Uwe Lausens Werk ist eine Wucht, entstanden in weniger als zehn Jahren. Im Jahr vor seinem Tod 1970 hielt sich der damals 28-jährige Westdeutsche wegen einer Bühneninszenierung für Peter Stein in St.Gallen auf. Nun ist er zurück – mit Arbeiten auf Papier im «Chambre directe – Schubiger». von Ursula Badrutt

Blick in die Ausstellung im «Chambre directe – Schubiger». Im Vordergrund Arbeiten aus dem Mappenwerk «Stoffwechsel» (Siebdruck auf Astralit). Die Mappe selber (rechts) zeigt ein Porträt von Uwe Lausen nach einer Fotografie seiner Frau Heide Stolz. (Bild: pd)

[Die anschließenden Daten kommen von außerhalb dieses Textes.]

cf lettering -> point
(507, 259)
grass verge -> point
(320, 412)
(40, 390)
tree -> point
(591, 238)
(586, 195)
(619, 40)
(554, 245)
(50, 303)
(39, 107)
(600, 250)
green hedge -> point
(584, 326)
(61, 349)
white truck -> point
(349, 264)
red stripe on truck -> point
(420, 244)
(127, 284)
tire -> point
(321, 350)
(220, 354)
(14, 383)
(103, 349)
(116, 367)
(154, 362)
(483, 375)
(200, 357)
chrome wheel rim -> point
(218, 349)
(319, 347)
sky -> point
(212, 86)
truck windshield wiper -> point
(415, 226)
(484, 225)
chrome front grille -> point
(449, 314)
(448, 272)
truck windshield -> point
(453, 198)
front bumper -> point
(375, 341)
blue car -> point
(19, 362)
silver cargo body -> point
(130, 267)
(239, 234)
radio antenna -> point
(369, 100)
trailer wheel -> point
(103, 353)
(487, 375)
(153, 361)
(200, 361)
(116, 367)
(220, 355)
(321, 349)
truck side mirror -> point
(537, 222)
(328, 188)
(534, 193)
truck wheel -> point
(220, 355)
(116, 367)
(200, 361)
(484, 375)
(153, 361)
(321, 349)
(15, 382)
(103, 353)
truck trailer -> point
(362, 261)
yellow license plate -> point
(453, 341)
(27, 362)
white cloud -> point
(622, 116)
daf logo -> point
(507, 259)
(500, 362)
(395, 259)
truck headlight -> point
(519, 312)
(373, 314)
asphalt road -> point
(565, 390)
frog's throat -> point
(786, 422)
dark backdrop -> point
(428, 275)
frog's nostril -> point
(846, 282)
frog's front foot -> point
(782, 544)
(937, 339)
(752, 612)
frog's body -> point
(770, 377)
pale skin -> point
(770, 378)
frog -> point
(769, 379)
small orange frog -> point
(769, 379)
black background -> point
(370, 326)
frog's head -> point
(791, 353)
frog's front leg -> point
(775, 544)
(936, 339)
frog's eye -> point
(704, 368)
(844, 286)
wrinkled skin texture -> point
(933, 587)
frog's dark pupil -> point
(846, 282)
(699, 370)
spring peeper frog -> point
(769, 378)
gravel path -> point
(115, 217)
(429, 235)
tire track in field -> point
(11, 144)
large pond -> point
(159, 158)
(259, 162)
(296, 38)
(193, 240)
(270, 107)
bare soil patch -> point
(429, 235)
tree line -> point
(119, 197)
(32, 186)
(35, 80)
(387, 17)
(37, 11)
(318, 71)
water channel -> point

Es hat viel Leere in der Zeichnung von 1968. Die wenigen Motive genügen, um sich ein Bild von der künstlerischen Qualität, aber auch von der Dramatik der Lage zu machen – des Künstlers wie auch der in den Generationen gespaltenen Nachkriegsgesellschaft. Ein fettes Seil schwappt ins Bild, dynamisch, wie ein Lasso, das auf die Figur in der Bildmitte zielt. Das Seilende läuft direkt auf die Betrachtenden zu. Die verschärft perspektivische Ansicht macht uns als Vertretung von Spektakel-  und Kunstpublikum zu Täter:innen. Oder zumindest kommt uns eine aktive Rolle zuteil.

 

«Suche nach Lebentranlebentran», Farbstiftzeichnung 1968. Eines von rund 30 eindrücklichen Werken aus der gesamten Schaffensphase von Uwe Lausen, zu sehen im «Chambre directe – Schubiger». (Bild: pd)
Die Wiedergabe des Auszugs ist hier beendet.